A few months ago, I cried out for help. I was finding it profoundly difficult to be a writer. My inspiration and enthusiasm were buried so far below an onslaught of awful news headlines and downright hate, trauma, and tragedy that I struggled to reach them. What’s a girl to do? In a world so woeful and broken, how might I dig beneath the heartbreak and create? How could I free myself to write during these confusing and troubling times?
In other words, I asked, as Anita Silvey did, “What difference does a children’s book make in the midst of all of this political calamity?” Feeling distraught and discouraged, I went where I so often go for guidance—to my fellow writers. And I received generous, loving, thoughtful, eloquent responses.
Will Alexander recommended music; Ginny Wolff, laughter; Susan Hill Long, imagination; and David LaRochelle, honesty and kindness. Susan Fletcher found “sideways wisdom” through her writing. Margi Preus reminded me just to put one word after another, and Anita Silvey, like the rest of us, does it for kids. Susan Cooper and Gennifer Choldenko wrote about hope and Marion Dane Bauer, wonder. Jen Bryant, Dorothy Love, Avi, Karen Blumenthal, and Nikki Grimes stressed the need for engagement and writing out of our struggles.
I now add them to my company of inspirations, people whose words keep me afloat, like Mary Oliver:
Tell me about despair, yours, and I will tell you mine.
Meanwhile the world goes on.
Meanwhile the sun and the clear pebbles of the rain
are moving across the landscapes,
over the prairies and the deep trees,
the mountains and the rivers.
Meanwhile the wild geese, high in the clean blue air,
are heading home again.
Like Gwendolyn Brooks, Pulitzer Prize winning poet, in her “Speech to the Young”:
Say to them,
say to the down-keepers
the sun-slappers,
the self-soilers,
the harmony-hushers,
“Even if you are not ready for day
it cannot always be night.”
You will be right.
For that is the hard home-run.
Live not for battles won.
Live not for the-end-of-the-song.
Live in the along.
Like Berthold Brecht, poet and playwright whose words found me in this dark time:
In the dark times
Will there also be singing?
Yes, there will also be singing.
About the dark times.
Yes, there will be singing about the dark times. With our voices and our words. In this dark time, whatever we may write will come from that place. And as the 1st/2nd century Mishnah sage, Rabbi Tarfon, whose quote is calligraphed and hanging on my wall, said: You are not required to complete the task. Neither are you free to abstain from it.

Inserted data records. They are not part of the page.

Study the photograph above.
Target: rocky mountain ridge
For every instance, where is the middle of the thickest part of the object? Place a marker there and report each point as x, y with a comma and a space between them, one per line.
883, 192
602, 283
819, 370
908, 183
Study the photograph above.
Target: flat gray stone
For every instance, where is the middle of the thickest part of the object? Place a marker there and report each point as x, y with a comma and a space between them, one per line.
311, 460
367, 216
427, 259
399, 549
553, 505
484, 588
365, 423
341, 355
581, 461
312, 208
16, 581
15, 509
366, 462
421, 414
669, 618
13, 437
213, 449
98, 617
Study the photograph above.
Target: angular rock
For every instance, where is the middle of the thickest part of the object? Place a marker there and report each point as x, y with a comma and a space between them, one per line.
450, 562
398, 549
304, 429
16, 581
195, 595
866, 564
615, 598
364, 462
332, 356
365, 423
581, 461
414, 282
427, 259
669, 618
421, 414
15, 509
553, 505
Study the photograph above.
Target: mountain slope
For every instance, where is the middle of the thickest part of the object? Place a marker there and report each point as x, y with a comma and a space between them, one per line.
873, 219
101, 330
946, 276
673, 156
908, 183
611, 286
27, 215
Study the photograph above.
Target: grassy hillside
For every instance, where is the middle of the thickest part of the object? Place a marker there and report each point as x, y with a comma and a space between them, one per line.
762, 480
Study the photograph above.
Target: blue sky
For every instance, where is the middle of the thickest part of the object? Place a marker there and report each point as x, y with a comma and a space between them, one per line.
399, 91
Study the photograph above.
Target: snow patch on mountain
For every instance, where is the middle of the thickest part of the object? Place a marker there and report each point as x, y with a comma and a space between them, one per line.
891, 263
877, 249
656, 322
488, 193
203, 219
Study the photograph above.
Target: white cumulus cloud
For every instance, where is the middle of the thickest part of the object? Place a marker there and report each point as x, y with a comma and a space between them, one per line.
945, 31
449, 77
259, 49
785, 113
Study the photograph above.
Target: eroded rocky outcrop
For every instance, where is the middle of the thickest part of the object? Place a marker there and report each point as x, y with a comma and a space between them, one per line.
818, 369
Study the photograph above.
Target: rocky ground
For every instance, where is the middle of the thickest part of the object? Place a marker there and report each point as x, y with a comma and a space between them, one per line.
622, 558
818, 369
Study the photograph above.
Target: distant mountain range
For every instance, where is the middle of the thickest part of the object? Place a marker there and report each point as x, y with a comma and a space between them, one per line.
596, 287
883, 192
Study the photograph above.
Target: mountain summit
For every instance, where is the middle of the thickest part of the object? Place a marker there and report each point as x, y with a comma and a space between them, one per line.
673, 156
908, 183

You must stay drunk on writing, said Ray Bradbury, who has so often said what I need to hear, so reality cannot destroy you.
The upshot is my despair and anger have not passed. Until we live in a perfect world, I imagine it won’t pass. But thanks to all who offered wisdom, compassion, and inspiration, I can write despite such feelings. Or maybe because of them. And because of you.
Now excuse me, I have a book to finish.
3 thoughts on “On Creativity: Karen Cushman”
Thank you Karen! I have shared feelings of hoplesssnes, but still paint and write. The Arts are the heart of freedom of expression. We must never become silent even if we don’t see the impact of our words and vision. Especially to the young. You have been a voice for young women, but your words also reach many others.
Thanks, Steve. You’re right–we must never become silent but sometimes it feels like so weak a response to the craziness around us.
Thank you for this conversation, Karen. I especially like the quote from Rabbi Tarfon, “You are not required to complete the task. Neither are you free to abstain from it.” It’s both reassuring to be reminded it’s not up to me alone to save the world, and it’s also a good reminder for me to do what I can.